Author: Julian Miles, Staff Writer

I always remember the secret my great-grandfather told me: “Absinthe was never to blame, my dear. It’s what was added to the absinthe that caused problems. By accident or design, adulteration led to unexpected side effects.”
There’s a bottle of vintage absinthe on the table in front of me, next to the data store and my computer. It’s the last bottle from great-grandfather’s cellar. I’ve been saving it for a special occasion.
Glancing out the window, I see flashing lights reflecting across the buildings. The eyes of a cat on a window ledge opposite reflect the kaleidoscopic display. A flicking tail is all that betrays annoyance at humans disturbing its nightly foray.
‘Adulteration leads to unexpected side effects.’ So true. Like adding an independent programmer to a dedicated team because they don’t have the skills necessary to enable the outrageous things they’ve created. I came highly recommended and reasonably priced. They tripled my rate and paid half in advance; too much, too soon. I arrived with the certainty I was never intended to spend the bounty, but addicted to the challenge and confident I could get out from under.
Sure enough, the programming was wonderful to do and behold. Intricate and innovative. Ground-breaking, in places.
Then Tokyo went dark. A million people died before infrastructure and services could be restored. I looked at what I’d created and mentally filled in the functions of the subroutine stubs with breaking a metropolis in mind. Allowing for a margin of error and inevitable paranoid interpretations, I became sure a scaled-up version of my ‘prototype’ was being used in the wild.
Survivors of the first night Rio de Janeiro went dark could only describe the holocaust that happened in biblical terms. I vomited myself dry, then sought and detected sufficient data traces to confirm my fear.
In too deep to get out, I chose to be honest and made an adjustment to the next release, along with spiking the backups and clones.
Berlin went dark for eight minutes before my revised coding halted the whole suite of programs, flashed up the postcode of my employer’s headquarters on every display still capable of holding an image, then deleted the suite and itself.

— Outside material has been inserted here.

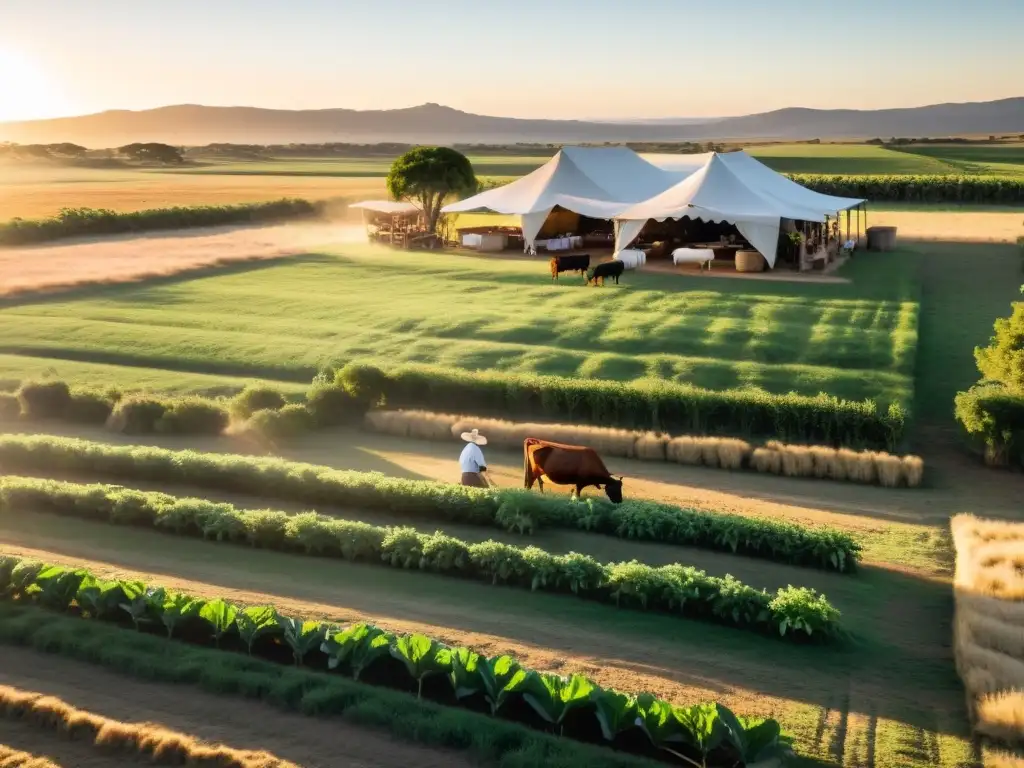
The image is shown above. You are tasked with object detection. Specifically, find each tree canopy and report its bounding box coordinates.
[387,146,477,232]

My apartment is on the seventeenth floor and my employer’s kill teams are on the fourteenth. Anti-terror units are on the eleventh, with armed personnel from assorted agencies on floors nine through five. Somewhere amongst the back markers is the help I called. At least they’ll be able to identify my corpse and fill in the details when the coming battle is over.
I use a hammer and chisel to crack the containment on the data store. Pouring myself a half-tumbler of absinthe, I take a pause with my other hand poised above the drink. With a smile, I tip the store. The liquid hits the absinthe without a splash and I watch as the suspended nanoparticle clusters form a beautiful black rainbow that spirals in the wake of the narrow silver spoon. Soon, six terabytes of unique programs and their support libraries are swirling prettily.

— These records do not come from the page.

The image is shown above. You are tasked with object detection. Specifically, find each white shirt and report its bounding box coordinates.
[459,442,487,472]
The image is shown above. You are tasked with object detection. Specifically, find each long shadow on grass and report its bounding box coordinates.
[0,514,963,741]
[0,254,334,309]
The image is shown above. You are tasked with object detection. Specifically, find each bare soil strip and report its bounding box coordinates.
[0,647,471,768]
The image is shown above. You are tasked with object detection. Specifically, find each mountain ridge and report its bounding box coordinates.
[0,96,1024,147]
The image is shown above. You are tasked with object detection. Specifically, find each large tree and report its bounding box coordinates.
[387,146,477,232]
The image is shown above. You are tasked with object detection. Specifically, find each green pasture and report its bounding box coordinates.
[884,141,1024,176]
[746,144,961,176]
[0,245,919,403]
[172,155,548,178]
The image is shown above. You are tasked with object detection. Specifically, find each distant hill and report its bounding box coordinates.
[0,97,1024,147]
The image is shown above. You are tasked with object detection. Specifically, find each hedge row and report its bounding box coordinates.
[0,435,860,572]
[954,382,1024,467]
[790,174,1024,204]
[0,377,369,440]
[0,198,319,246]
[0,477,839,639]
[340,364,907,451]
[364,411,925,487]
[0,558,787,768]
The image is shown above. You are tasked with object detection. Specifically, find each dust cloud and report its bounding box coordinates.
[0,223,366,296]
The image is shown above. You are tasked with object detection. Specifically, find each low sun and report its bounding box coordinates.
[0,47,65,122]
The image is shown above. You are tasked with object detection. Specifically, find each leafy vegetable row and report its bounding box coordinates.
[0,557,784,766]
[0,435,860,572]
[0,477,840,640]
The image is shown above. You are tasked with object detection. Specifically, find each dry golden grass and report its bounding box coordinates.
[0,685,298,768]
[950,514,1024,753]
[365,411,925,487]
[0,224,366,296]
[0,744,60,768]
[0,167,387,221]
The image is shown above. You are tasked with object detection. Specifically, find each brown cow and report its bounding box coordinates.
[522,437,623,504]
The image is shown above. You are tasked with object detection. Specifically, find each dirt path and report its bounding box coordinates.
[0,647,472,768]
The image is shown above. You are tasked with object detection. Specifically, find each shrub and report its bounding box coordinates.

As the kill team starts work on my door, I pour a measure of champagne into the mix. I’m going to be a little late for a ‘Death in the Afternoon’. Hope Hemingway will forgive me.
The outer door gives way. I drink the glass without pause for air or second thoughts. A strange, cold energy assaults my senses. Not sure if it’s real or hallucination.
The inner door collapses. A shotgun-toting armoured form rushes in. I raise the empty glass toward my murderer.